Signal Processing

Signal processing is a sub-discipline of electrical engineering that focuses on the acquisition, modeling, and interpretation of digital data. It is a powerful enabling technology used in a wide variety of products such as smartwatches, cell phones, hearing aids, and autonomous vehicles. 

Our areas of expertise include:

Ocean acoustic signal processing

The Ocean Acoustic Signal Processing research group investigates multi-disciplinary problems requiring a synthesis of array processing, underwater acoustics, and oceanography.  Current projects focus on random matrix theory, sparse array design, deep water ambient noise, and acoustic mode propagation in random media.  Our work enables performance prediction for adaptive sonar systems and develops new algorithms for analyzing underwater data sets. Principal investigator: Kathleen E. Wage.

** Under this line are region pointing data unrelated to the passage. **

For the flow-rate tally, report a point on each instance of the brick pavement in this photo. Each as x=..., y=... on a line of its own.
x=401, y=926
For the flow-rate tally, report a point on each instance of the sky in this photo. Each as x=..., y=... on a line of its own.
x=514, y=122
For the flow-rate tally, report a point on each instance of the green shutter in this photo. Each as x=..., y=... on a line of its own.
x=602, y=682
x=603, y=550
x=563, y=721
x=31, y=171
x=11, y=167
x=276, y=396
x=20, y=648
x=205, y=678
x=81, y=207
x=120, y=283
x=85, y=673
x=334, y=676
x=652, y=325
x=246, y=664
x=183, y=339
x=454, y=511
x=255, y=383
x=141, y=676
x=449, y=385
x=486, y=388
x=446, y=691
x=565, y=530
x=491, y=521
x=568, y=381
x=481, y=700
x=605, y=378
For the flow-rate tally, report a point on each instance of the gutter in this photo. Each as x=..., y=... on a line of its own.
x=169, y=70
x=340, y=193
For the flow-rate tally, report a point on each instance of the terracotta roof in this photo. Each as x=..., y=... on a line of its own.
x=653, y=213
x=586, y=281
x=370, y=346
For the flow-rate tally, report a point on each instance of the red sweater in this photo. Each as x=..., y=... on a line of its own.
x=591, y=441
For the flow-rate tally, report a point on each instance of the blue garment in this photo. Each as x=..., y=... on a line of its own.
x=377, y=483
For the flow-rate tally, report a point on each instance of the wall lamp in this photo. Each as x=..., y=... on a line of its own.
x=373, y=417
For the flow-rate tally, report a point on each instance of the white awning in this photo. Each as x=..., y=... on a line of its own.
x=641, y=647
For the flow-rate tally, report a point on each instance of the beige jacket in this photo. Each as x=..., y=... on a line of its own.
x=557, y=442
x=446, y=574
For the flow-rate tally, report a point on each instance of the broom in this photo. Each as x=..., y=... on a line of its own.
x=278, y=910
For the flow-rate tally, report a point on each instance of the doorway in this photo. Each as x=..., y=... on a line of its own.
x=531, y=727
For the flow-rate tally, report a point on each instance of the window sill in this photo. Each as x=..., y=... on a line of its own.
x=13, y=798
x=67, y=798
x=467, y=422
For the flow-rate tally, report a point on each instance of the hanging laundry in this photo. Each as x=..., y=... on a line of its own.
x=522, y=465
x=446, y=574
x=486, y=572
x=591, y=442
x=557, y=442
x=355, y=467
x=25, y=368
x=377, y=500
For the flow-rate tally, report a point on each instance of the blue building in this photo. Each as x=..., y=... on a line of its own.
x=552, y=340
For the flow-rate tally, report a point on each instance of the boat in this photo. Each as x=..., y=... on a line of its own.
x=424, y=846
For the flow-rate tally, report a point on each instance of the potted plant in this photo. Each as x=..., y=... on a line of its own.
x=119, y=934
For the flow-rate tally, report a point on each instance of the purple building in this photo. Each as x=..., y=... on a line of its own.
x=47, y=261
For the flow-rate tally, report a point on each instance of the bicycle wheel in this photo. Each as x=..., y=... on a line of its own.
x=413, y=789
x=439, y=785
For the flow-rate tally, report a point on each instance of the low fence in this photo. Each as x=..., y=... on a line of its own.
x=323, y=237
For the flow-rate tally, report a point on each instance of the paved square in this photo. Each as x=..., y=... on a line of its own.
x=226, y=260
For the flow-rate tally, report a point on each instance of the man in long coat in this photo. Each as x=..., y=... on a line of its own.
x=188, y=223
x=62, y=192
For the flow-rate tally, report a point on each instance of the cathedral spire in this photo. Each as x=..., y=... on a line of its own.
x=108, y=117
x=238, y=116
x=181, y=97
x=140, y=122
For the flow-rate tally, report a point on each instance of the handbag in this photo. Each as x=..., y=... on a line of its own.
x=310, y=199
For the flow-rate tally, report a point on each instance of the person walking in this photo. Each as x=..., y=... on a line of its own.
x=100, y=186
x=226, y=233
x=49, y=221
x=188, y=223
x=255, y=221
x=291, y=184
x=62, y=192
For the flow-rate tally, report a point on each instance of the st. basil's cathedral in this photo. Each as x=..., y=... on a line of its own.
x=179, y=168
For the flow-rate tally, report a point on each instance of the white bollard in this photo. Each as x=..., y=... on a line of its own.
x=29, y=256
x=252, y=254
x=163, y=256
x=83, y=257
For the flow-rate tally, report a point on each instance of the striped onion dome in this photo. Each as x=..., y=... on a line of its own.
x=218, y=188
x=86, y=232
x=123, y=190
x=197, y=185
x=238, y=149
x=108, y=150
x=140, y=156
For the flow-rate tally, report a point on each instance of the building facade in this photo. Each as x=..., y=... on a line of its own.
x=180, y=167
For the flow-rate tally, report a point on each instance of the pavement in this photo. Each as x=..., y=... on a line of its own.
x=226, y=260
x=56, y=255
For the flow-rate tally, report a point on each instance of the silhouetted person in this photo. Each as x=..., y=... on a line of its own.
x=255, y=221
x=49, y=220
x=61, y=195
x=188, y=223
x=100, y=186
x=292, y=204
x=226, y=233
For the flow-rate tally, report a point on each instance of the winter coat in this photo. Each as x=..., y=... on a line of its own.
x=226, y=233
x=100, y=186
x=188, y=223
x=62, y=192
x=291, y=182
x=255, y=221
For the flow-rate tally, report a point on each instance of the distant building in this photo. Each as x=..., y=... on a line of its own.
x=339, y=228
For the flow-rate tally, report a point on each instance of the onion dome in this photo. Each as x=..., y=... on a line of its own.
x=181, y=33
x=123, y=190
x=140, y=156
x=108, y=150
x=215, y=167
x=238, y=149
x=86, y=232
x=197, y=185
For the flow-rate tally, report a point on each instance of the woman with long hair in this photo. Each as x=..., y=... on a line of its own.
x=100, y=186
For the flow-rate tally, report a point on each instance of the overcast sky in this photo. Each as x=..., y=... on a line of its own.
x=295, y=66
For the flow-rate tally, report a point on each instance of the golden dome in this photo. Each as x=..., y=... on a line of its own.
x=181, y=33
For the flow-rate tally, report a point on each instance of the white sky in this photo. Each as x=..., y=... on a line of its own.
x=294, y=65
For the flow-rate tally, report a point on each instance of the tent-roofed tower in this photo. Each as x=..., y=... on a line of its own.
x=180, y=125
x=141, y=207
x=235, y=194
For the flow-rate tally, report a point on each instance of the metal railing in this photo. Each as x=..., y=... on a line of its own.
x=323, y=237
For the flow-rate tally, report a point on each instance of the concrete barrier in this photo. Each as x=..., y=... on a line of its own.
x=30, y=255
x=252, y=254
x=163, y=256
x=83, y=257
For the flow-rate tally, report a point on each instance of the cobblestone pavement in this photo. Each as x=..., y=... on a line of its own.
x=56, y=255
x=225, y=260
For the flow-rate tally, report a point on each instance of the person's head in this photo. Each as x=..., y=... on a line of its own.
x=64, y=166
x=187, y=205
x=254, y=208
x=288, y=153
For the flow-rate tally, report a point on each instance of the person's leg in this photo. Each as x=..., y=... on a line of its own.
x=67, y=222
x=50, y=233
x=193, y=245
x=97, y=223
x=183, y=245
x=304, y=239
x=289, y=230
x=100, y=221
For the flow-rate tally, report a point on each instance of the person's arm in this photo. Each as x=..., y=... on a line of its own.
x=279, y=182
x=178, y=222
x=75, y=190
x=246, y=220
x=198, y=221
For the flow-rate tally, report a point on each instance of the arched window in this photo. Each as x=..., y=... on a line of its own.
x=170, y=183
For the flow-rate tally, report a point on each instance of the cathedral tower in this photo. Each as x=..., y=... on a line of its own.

Signal processing in communications and data science

This group is engaged in basic research on signal processing and wireless communications in the big-data era. Current research efforts focus on i) communications: wideband cognitive radios, 5G networks, and massive MIMO technology; ii) data science: high-dimensional structured signal and data analytics, statistical inference of network data, and distributed machine learning with communication efficiency and robustness. The common research threads in these areas are the emerging high-dimensional signals, large-scale networks, and huge-size problems fueled by hardware advances toward wideband RF terminals, massive IoT devices, and the availability of a large amount of data. These challenges call for new paradigms in signal acquisition, information processing, and machine learning, which constitute the motivation pillars of this group in pursuing novel solutions with high efficiency, performance, and robustness. Research is carried out jointly with  Xiang Chen’s group in the chartered SMART lab (Signal processing, Mobile computing, Artificial intelligence Research and Technology). Principal Investigators: Zhi Tian, Xiang Chen, Yue Wang.